I heard that 28 of the approximately 40 private washing stations were burnt down in and around the small town of Yirgacheffe. It’s unclear who the arsonists were. As a good friend confirmed, none of the washing stations in the cooperative system (Yirgacheffe Union) were destroyed, and also 13 private washing stations were spared. I got this info from Seattle Coffee Works. I have many friends from Ethiopia and they have been telling me the problems that are going on in the Countryside in their country. But i did not know where this was taking place. My heart goes out to the people of Ethiopia!
Ethiopia has long been governed by an authoritarian regime providing stability to an otherwise unstable region (Somalia, Eritrea, Sudan and Yemen are all directly neighboring or nearby countries). At the same time, the government has been criticized for well-documented human rights violations. The country continues to be one of the poorest countries in the world, with an explosive population growth of around 2.5% per year. It also has seemed on an economic upswing in recent years with double-digit GDP growth and quite a few major infrastructure projects underway (e.g. hydro-electric damn on the Nile, new highways to the South, new train line from Addis Ababa to the port city of Djibouti, light rail in Addis Ababa).
There had been political protests all summer long this year. From distant Seattle, at first I thought the main reason for political unrest was the fact that the largest ethnic groups (the Oromo and Amahara) did not feel adequately represented in government. The realities of Ethiopian politics are way more complex than that. On October 9, 2016, the Ethiopian government declared a State of Emergency for the entire country.

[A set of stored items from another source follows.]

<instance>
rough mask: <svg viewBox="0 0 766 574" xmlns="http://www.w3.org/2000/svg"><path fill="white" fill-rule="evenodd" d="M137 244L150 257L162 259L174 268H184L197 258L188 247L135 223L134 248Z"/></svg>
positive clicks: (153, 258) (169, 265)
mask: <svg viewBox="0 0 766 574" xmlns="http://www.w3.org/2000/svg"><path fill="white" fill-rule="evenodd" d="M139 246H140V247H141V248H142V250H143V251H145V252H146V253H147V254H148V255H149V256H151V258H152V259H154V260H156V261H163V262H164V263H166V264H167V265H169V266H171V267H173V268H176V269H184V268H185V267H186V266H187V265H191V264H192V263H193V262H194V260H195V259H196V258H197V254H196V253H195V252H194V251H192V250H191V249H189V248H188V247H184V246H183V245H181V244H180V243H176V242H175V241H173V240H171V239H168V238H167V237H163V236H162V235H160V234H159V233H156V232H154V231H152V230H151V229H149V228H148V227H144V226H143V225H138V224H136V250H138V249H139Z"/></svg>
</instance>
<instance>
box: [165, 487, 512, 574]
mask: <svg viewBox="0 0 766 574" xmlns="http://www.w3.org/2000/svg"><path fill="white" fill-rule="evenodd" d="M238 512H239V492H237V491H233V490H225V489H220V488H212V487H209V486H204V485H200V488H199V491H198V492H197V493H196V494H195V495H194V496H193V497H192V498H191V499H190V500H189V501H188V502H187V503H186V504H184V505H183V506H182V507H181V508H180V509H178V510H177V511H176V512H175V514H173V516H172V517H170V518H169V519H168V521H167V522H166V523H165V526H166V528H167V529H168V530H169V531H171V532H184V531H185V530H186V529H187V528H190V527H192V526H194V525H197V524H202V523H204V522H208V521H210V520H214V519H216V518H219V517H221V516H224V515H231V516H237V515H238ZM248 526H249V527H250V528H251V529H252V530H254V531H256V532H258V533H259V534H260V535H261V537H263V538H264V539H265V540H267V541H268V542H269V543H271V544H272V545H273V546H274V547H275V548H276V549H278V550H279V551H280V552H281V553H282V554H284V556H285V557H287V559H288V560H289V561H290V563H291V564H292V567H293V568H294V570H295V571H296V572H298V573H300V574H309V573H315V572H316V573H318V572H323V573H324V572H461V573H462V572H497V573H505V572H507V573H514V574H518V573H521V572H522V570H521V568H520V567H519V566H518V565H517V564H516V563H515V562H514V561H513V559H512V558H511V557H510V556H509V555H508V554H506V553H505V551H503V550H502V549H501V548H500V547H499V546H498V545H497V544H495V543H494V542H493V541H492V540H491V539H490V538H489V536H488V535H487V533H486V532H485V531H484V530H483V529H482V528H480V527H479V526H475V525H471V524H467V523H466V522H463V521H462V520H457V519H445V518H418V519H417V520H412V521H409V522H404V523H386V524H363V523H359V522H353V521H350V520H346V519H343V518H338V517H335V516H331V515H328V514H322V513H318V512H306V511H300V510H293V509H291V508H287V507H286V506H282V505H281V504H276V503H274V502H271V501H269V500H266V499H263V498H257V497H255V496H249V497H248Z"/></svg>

What the burning of 28 washing stations means for the 2016-17 crop year in Yirgacheffe coffee remains to be seen. Friends from Yirgacheffe directly affected by this tragedy said they’ll be able to rig together provisional working washing stations in the next two or three weeks. They will try to get as ready as they can to process this crop’s coffee cherries. If they don’t, there is sure to be a shortage of processing capacity in Yirgacheffe this year, and that might mean any number of things:
a) coffee cherries left on the trees because there won’t be enough processing capacitity;
b) lower quality because washing stations won’t have enough drying space to process the coffee;
c) lower availability of Yirgacheffe coffee and increased prices for the coffee that does come through;
d) further decreased income for already poor small holder farmers in the Yirgacheffe region.